The dive centre here is part of one of the biggest dive groups in Germany. Swiss born Dieter Merz is partner and manager of the centre. “We offer only two, maximum three dives a day so that families have the chance to relax and spend time together.” “We do so even if conditions allow for three to four dives a day in a two week time period.” It’s the right approach. 

You can start with the house reef, which is interesting because of the “Bio rock”. This is the name for an artificial reef project where predominantly hard corals are being grown. The growth is boosted with the addition of electricity, which lets the corals grow up to five times faster. The rest of the house reef is nice, but not spectacular.

I recommend visiting the other dive sites in the area, which are only between 5 to fifteen minutes away by speedboat. If you prefer a longer day of diving try one of the day trips on offer.  Head to the island of Menjangan, which is just off Bali’s northeast coastline. The dive sites are in view of the cloudy volcanoes of the neighbouring island of Java and divers can drift past coral covered walls, home to many reef fish and turtles.

There is also a very special and unique day trip for those who love the small stuff. Gilimanuk Bay or the so called “Secret Bay” is a famous muck diving spot and unfortunately no longer a real secret. Many dive centres take their guests to this lagoon daily to see the assortment of incredible creatures. “Muck diving” is best described as diving in a large sand or mud field filled with a lot of garbage. It’s not easy to see this as a fun dive, but this special mix of mud and garbage creates a habitat for some of the most extraordinary animals on our planet. Have you heard about an LSD mandarin fish or a striped poison-fang mimic blenny? No? Then the Secret Bay is worth a visit.

Dive Notes

Bali is one of more than 17 000 islands that make up the Indonesian archipelago. The word ‘paradise’ is used a lot in Bali and not without reason. The combination of friendly, hospitable people, visual culture infused with spirituality and spectacular beaches with great surfing and diving have made Bali Indonesia’s number one tourist attraction. Eighty present of international visitors to Indonesia visit Bali and Bali alone.

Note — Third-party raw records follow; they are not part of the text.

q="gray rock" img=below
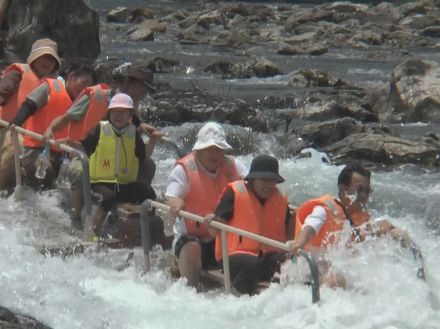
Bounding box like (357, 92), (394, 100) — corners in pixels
(204, 57), (283, 78)
(388, 59), (440, 123)
(324, 133), (440, 166)
(5, 0), (100, 61)
(107, 7), (131, 23)
(422, 25), (440, 38)
(287, 69), (346, 88)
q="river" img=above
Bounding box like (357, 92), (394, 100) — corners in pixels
(0, 0), (440, 329)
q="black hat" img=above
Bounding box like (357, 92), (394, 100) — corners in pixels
(245, 155), (284, 183)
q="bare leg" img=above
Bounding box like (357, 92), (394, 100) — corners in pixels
(179, 241), (202, 287)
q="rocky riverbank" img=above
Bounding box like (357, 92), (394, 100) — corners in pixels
(5, 0), (440, 167)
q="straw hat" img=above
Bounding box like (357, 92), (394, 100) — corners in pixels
(27, 38), (61, 69)
(193, 122), (232, 151)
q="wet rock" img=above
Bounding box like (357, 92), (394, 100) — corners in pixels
(127, 27), (154, 41)
(292, 118), (384, 148)
(324, 133), (440, 166)
(279, 134), (309, 157)
(130, 8), (154, 23)
(422, 25), (440, 38)
(401, 0), (431, 16)
(399, 14), (438, 30)
(128, 19), (167, 34)
(179, 24), (208, 44)
(197, 10), (227, 29)
(147, 57), (180, 73)
(163, 9), (190, 22)
(210, 29), (251, 47)
(5, 0), (100, 61)
(178, 15), (198, 29)
(389, 59), (440, 123)
(0, 306), (51, 329)
(287, 69), (346, 88)
(348, 31), (383, 46)
(277, 42), (328, 56)
(142, 90), (267, 131)
(326, 2), (368, 14)
(107, 7), (131, 23)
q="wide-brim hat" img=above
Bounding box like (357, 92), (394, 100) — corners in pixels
(108, 93), (134, 110)
(193, 122), (232, 151)
(27, 38), (61, 70)
(245, 155), (284, 183)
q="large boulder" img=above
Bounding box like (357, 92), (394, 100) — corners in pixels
(204, 57), (283, 79)
(389, 58), (440, 123)
(287, 69), (347, 88)
(293, 118), (383, 148)
(324, 133), (440, 166)
(5, 0), (100, 61)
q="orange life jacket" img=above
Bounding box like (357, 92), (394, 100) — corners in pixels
(176, 152), (240, 239)
(23, 78), (72, 148)
(68, 83), (111, 141)
(295, 194), (346, 249)
(215, 180), (287, 260)
(0, 63), (39, 122)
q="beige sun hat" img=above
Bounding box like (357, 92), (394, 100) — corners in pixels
(193, 122), (232, 151)
(27, 38), (61, 69)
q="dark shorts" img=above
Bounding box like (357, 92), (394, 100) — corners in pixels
(219, 252), (287, 295)
(174, 234), (218, 270)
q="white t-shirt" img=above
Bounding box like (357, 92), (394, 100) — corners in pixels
(165, 158), (248, 249)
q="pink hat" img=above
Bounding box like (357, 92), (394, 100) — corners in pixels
(108, 93), (134, 110)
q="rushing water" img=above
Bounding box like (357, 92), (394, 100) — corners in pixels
(0, 148), (440, 329)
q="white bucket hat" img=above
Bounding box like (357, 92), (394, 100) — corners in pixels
(108, 93), (134, 110)
(193, 122), (232, 151)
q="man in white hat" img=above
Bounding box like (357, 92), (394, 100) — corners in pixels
(165, 122), (247, 286)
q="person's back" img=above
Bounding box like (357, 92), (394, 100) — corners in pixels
(0, 39), (61, 190)
(12, 65), (95, 189)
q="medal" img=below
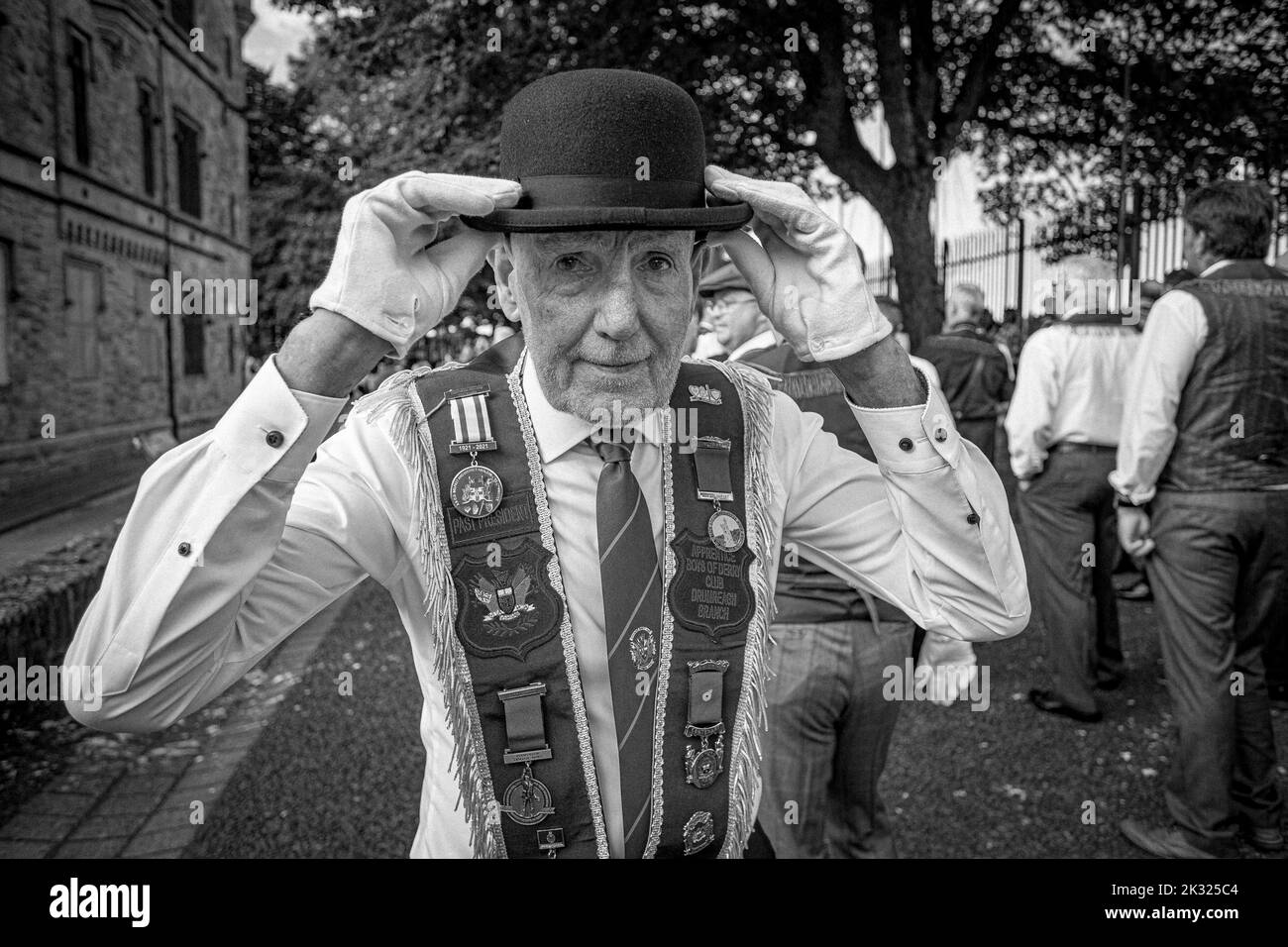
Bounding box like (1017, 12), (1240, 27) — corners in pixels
(693, 437), (747, 553)
(631, 625), (657, 672)
(497, 684), (563, 824)
(684, 811), (716, 856)
(707, 510), (747, 553)
(684, 660), (729, 789)
(448, 462), (505, 519)
(446, 385), (505, 519)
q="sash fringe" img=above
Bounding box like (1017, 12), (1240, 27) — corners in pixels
(711, 362), (774, 858)
(363, 364), (505, 858)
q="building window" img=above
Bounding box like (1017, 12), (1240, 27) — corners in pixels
(139, 81), (158, 197)
(64, 259), (103, 377)
(174, 112), (201, 218)
(170, 0), (197, 34)
(0, 241), (14, 385)
(67, 25), (91, 164)
(183, 312), (206, 374)
(134, 270), (166, 381)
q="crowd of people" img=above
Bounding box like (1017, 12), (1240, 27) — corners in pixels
(698, 181), (1288, 857)
(67, 69), (1288, 858)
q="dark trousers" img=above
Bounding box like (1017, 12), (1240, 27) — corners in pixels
(1146, 491), (1288, 852)
(1019, 450), (1124, 712)
(759, 621), (912, 858)
(957, 417), (997, 466)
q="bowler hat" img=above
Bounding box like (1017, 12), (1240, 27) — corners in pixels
(463, 69), (751, 233)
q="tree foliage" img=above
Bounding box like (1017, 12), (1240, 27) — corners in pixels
(255, 0), (1288, 348)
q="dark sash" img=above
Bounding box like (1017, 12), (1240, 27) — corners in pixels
(416, 336), (755, 858)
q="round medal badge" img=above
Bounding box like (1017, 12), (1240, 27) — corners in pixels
(707, 510), (747, 553)
(448, 464), (503, 519)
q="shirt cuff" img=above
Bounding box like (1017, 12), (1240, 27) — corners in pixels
(214, 356), (348, 483)
(845, 371), (962, 473)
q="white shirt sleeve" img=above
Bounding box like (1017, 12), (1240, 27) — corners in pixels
(774, 389), (1029, 640)
(1109, 290), (1207, 504)
(1005, 333), (1060, 480)
(65, 359), (409, 730)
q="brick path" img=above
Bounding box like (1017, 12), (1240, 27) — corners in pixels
(0, 595), (349, 858)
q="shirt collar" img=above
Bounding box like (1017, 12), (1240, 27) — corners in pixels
(522, 349), (661, 464)
(726, 329), (778, 362)
(1199, 261), (1234, 279)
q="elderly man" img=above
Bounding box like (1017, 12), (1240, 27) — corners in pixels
(1109, 180), (1288, 858)
(1006, 257), (1140, 723)
(68, 69), (1029, 858)
(917, 283), (1012, 472)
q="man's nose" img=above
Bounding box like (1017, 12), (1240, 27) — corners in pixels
(595, 271), (640, 339)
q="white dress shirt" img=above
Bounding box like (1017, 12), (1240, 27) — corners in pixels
(67, 348), (1029, 857)
(1108, 261), (1288, 504)
(1006, 312), (1140, 480)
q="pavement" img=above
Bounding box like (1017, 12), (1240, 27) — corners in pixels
(0, 595), (349, 858)
(0, 487), (136, 576)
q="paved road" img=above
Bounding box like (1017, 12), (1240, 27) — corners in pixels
(188, 583), (1288, 858)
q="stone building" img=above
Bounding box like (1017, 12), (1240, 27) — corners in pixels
(0, 0), (254, 530)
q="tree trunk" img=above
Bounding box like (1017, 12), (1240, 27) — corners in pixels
(876, 168), (944, 351)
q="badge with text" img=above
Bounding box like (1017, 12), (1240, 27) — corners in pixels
(684, 660), (729, 789)
(667, 528), (755, 639)
(452, 536), (563, 661)
(447, 385), (505, 519)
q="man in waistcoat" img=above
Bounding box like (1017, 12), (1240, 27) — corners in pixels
(67, 69), (1029, 858)
(1109, 180), (1288, 858)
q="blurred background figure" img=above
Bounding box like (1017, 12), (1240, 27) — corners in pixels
(917, 283), (1012, 464)
(876, 296), (941, 388)
(1006, 257), (1140, 723)
(1111, 180), (1288, 858)
(698, 248), (778, 361)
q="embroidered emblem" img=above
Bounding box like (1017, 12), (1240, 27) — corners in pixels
(690, 385), (724, 404)
(631, 625), (657, 672)
(684, 811), (716, 856)
(452, 536), (563, 661)
(667, 528), (756, 639)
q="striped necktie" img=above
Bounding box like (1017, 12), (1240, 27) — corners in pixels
(591, 436), (662, 858)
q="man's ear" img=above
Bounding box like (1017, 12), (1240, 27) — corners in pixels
(486, 235), (522, 322)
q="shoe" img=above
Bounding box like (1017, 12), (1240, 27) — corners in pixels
(1029, 688), (1105, 723)
(1115, 579), (1154, 601)
(1239, 827), (1284, 854)
(1118, 818), (1221, 858)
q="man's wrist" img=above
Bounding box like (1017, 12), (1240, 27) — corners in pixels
(824, 335), (930, 408)
(274, 309), (393, 398)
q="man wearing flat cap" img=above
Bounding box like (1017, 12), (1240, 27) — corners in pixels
(67, 69), (1029, 858)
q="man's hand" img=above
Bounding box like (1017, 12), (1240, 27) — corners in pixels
(705, 164), (892, 362)
(1118, 506), (1154, 559)
(915, 631), (979, 707)
(309, 171), (519, 358)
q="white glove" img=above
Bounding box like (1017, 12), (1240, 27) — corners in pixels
(309, 171), (519, 357)
(915, 631), (979, 707)
(705, 164), (892, 362)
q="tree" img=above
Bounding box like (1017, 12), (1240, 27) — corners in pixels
(261, 0), (1284, 342)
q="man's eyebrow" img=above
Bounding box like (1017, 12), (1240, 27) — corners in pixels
(532, 231), (608, 253)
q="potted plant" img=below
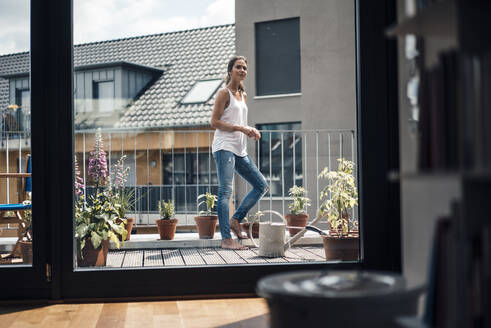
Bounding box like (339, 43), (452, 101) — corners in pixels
(194, 192), (218, 239)
(285, 186), (310, 236)
(155, 199), (177, 240)
(319, 158), (359, 260)
(109, 155), (136, 240)
(240, 211), (264, 238)
(19, 200), (32, 264)
(75, 129), (127, 266)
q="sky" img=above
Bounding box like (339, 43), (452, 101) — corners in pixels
(0, 0), (235, 55)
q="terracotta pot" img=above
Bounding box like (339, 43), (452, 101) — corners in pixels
(322, 234), (360, 261)
(194, 215), (218, 239)
(155, 219), (177, 240)
(19, 240), (32, 264)
(240, 222), (259, 238)
(116, 218), (136, 241)
(285, 213), (309, 237)
(78, 238), (109, 267)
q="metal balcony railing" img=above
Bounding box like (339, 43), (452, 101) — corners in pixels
(76, 130), (357, 225)
(0, 130), (357, 225)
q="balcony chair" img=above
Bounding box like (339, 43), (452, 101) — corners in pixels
(0, 154), (32, 258)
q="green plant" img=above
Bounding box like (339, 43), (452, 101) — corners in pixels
(75, 191), (127, 254)
(198, 192), (217, 215)
(158, 199), (175, 220)
(74, 129), (127, 257)
(319, 158), (358, 237)
(288, 186), (310, 215)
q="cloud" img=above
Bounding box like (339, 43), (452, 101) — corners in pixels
(0, 0), (235, 54)
(0, 0), (29, 55)
(74, 0), (235, 44)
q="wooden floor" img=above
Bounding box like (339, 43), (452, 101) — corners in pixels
(0, 298), (269, 328)
(106, 246), (325, 268)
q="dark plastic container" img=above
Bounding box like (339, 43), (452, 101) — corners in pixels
(257, 270), (424, 328)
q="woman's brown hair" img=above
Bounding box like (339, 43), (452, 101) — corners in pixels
(225, 56), (247, 92)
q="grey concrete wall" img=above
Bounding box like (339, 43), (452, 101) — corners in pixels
(235, 0), (356, 223)
(235, 0), (356, 129)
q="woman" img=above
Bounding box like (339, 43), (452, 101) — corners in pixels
(210, 56), (268, 249)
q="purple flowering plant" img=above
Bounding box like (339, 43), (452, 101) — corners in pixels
(108, 155), (135, 219)
(74, 129), (127, 257)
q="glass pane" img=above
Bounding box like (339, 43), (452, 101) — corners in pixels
(0, 0), (33, 266)
(74, 0), (358, 270)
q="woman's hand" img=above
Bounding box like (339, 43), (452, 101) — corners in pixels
(241, 126), (261, 140)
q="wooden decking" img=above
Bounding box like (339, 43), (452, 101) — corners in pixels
(106, 246), (325, 268)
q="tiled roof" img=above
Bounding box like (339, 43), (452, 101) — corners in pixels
(0, 77), (10, 110)
(0, 24), (235, 128)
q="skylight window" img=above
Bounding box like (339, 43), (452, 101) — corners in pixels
(181, 79), (222, 104)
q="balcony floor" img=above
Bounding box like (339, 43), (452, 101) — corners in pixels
(106, 246), (325, 268)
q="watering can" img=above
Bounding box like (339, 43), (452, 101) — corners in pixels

The popularity has a flip side — like many places in the island’s South, parts of Kuta have degenerated into a congested warren of concrete, touts and scammers. Many make a living by overcharging tourists. This negativity aside Bali has managed to retain its magic. Bali is a wonderful destination with something for everyone, and though heavily travelled, it is still easy to find some peace and quiet.

Avoid the South of the island if you want a more traditional and genuine Balinese experience. Take note of tourist season, Bali can get very crowded in August and September and again at Christmas and New Year. Outside these peak seasons, Bali can be surprisingly quiet and good discounts on accommodation are often available.

A lot of the major airlines fly into Indonesia so its possible to put your own trip together. There are also specialist travel operators who can help you plan a dive or surf trip to Bali that will suit your budget. It is easier to pay for as much as you can in advance.

Try to sample the local cuisine. Drink bottled water and try the local Bintang beer.